A NASA-funded study suggests winter carbon emissions in the Arctic may be adding more carbon into the atmosphere each year than is taken up by Arctic vegetation, marking a stark reversal for a region that has captured and stored carbon for tens of thousands of years.

The study, published Oct. 21, 2019, in Nature Climate Change, warns that winter carbon dioxide loss from the world’s permafrost regions could increase by 41 percent over the next century if human-caused greenhouse gas emissions continue at their current pace. Carbon emitted from thawing permafrost has not been included in the majority of models used to predict future climates.

Permafrost is the carbon-rich frozen soil that covers 24 percent of Northern Hemisphere land area, encompassing vast stretches of territory across Alaska, Canada, Siberia and Greenland. Permafrost holds more carbon than has ever been released by humans via fossil fuel combustion, and this permafrost has kept carbon safely locked away in an icy embrace for tens of thousands of years. But as global temperatures warm, permafrost is thawing and releasing greenhouse gases to the atmosphere.

“These findings indicate that winter carbon dioxide loss may already be offsetting growing season carbon uptake, and these losses will increase as the climate continues to warm,” said Woods Hole Research Center Arctic Program Director Sue Natali, lead author of the study. “Studies focused on individual sites have seen this transition, but until now we haven’t had a clear accounting of the winter carbon balance throughout the entire Arctic region.”

This study was supported by NASA’s Arctic-Boreal Vulnerability Experiment  (ABoVE) and conducted in coordination with the Permafrost Carbon Network and more than 50 collaborating institutions. In addition to space-based observations of Earth’s changing environment, NASA sponsors scientific field campaigns to advance our understanding of how our climate is changing and could change in the future.
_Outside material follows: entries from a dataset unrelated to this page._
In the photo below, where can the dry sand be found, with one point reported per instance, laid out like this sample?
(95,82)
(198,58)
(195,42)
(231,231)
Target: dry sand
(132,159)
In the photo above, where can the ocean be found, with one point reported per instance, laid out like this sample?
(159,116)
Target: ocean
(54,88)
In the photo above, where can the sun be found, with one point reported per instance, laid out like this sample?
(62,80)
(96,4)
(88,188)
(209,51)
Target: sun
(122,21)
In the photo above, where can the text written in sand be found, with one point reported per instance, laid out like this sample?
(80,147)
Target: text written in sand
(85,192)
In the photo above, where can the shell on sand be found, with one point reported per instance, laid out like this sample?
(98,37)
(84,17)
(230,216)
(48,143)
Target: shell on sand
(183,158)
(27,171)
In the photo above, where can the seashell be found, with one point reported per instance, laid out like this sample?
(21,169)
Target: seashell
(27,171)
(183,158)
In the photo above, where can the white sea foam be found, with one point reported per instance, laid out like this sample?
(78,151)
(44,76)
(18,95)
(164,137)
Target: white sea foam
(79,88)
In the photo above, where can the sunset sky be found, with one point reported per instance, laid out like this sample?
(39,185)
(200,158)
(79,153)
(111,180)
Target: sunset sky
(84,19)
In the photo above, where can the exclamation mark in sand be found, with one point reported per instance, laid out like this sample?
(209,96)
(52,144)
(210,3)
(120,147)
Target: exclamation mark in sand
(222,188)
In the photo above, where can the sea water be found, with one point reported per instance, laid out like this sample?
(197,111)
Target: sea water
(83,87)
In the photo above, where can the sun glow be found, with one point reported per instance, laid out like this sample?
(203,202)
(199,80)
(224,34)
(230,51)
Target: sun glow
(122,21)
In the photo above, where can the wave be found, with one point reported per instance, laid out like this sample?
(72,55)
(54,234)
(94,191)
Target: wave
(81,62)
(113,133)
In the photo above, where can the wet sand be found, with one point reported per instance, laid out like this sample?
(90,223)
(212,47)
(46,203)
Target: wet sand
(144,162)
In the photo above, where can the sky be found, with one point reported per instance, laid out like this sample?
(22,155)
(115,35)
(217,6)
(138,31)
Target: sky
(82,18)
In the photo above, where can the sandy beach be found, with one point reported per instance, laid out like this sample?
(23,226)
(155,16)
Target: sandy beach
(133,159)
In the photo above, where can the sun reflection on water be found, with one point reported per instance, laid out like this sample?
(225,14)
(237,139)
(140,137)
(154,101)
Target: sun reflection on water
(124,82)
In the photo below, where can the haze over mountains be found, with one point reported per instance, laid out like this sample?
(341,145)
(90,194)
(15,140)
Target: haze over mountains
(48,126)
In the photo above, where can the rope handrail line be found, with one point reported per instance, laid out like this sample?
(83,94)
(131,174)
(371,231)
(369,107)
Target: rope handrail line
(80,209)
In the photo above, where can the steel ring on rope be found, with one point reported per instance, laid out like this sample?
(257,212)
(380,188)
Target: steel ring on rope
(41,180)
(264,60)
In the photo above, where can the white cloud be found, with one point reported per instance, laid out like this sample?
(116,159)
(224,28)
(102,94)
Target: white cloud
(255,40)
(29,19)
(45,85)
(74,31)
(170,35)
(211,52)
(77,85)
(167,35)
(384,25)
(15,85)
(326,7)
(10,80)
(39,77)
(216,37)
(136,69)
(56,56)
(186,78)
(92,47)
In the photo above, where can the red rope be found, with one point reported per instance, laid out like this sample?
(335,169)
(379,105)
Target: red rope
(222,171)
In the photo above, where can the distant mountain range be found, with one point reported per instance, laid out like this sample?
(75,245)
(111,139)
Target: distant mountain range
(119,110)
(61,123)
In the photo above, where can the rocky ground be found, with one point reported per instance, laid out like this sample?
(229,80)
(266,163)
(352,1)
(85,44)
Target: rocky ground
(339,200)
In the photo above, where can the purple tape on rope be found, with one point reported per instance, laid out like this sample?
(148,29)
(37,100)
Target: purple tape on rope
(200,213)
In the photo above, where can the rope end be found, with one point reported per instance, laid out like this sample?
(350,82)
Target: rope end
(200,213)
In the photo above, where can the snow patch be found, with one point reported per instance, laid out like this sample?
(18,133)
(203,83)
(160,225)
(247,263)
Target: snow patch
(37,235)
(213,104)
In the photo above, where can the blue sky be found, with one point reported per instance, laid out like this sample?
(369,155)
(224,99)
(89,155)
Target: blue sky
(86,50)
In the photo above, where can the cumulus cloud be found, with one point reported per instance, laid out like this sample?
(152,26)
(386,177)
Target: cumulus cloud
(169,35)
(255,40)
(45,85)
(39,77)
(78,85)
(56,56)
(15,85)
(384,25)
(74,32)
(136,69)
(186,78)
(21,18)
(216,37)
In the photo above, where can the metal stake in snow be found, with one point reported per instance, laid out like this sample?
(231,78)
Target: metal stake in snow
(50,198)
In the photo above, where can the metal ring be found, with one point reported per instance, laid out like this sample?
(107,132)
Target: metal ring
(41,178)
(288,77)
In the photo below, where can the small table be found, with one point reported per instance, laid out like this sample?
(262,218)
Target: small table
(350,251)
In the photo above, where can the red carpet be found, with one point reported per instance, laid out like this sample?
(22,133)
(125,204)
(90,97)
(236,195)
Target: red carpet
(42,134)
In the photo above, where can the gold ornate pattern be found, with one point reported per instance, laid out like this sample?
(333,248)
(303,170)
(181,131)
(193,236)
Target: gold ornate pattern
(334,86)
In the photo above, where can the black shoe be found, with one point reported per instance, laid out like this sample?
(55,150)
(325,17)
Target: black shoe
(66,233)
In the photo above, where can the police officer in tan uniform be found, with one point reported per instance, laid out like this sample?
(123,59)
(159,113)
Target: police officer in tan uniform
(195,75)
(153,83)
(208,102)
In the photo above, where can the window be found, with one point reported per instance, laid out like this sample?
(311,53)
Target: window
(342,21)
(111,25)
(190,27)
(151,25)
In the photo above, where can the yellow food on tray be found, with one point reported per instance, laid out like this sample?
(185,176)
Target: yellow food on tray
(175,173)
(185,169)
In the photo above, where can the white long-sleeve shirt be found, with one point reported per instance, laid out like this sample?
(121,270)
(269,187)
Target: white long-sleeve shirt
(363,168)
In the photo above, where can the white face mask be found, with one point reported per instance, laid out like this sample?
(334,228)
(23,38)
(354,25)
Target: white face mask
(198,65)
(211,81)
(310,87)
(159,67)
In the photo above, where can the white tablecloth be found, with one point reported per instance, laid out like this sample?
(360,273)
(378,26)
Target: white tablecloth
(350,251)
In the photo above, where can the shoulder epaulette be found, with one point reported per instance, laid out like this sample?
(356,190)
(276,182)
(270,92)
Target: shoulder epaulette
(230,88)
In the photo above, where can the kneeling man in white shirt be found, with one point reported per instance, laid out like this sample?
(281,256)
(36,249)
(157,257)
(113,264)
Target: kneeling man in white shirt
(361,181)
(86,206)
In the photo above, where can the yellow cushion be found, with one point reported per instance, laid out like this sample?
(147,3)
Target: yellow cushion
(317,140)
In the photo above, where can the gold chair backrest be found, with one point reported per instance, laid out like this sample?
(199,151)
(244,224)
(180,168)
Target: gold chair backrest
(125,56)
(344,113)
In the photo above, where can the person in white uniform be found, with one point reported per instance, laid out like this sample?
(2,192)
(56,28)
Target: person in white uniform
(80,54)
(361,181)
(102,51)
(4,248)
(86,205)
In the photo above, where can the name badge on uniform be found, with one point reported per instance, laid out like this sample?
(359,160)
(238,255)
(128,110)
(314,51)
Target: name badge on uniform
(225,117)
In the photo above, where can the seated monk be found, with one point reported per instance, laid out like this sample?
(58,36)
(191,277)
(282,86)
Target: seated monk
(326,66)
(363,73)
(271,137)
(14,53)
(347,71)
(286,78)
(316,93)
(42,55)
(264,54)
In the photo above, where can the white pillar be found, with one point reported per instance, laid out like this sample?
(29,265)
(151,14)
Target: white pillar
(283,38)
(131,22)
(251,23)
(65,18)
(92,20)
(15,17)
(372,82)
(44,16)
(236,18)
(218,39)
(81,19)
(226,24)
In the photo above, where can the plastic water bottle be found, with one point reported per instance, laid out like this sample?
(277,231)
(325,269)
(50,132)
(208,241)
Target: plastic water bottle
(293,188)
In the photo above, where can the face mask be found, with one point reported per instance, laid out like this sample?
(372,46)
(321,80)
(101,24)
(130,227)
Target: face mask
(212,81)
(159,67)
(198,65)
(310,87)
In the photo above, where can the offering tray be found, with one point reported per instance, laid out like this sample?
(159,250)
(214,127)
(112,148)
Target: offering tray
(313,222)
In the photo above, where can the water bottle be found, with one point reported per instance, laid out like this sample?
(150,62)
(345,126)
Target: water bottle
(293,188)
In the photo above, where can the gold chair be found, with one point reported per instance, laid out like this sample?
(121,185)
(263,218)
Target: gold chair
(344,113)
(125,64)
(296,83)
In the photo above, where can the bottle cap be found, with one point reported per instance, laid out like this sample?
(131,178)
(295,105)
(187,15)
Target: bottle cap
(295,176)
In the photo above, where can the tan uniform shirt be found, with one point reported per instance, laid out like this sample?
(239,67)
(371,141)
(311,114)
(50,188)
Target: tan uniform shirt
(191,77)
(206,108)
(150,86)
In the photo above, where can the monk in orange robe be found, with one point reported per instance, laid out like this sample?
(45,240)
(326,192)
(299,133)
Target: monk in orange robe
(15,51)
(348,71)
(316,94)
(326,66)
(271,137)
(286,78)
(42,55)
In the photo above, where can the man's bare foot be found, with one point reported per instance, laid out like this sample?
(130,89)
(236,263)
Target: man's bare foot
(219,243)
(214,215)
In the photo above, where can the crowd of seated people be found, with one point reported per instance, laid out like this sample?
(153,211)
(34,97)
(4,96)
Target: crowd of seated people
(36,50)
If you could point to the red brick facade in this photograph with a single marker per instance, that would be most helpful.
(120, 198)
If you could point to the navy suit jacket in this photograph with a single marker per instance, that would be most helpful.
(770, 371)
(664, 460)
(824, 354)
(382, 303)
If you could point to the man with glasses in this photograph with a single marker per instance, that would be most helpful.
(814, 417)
Researchers compiled on-the-ground observations of carbon dioxide emissions across many sites and combined these with remote sensing data and ecosystem models to assess current and future carbon losses during winter for northern permafrost regions. They estimate a yearly loss of 1.7 billion metric tons of carbon from the permafrost region during the winter season from 2003 to 2017 compared to the estimated average of 1 billion metric tons of carbon taken up during the growing season.

To extend model predictions to warmer conditions in 2100, the climate predicted for different scenarios of future fossil fuel emissions were used to calculate the effect on permafrost. If fossil fuel use is modestly reduced over the next century, winter carbon dioxide emissions would increase 17 percent compared with current emissions. Under a scenario where fossil fuel use continues to increase at current rates through the middle of the century, winter carbon dioxide emissions from permafrost would rise by 41 percent.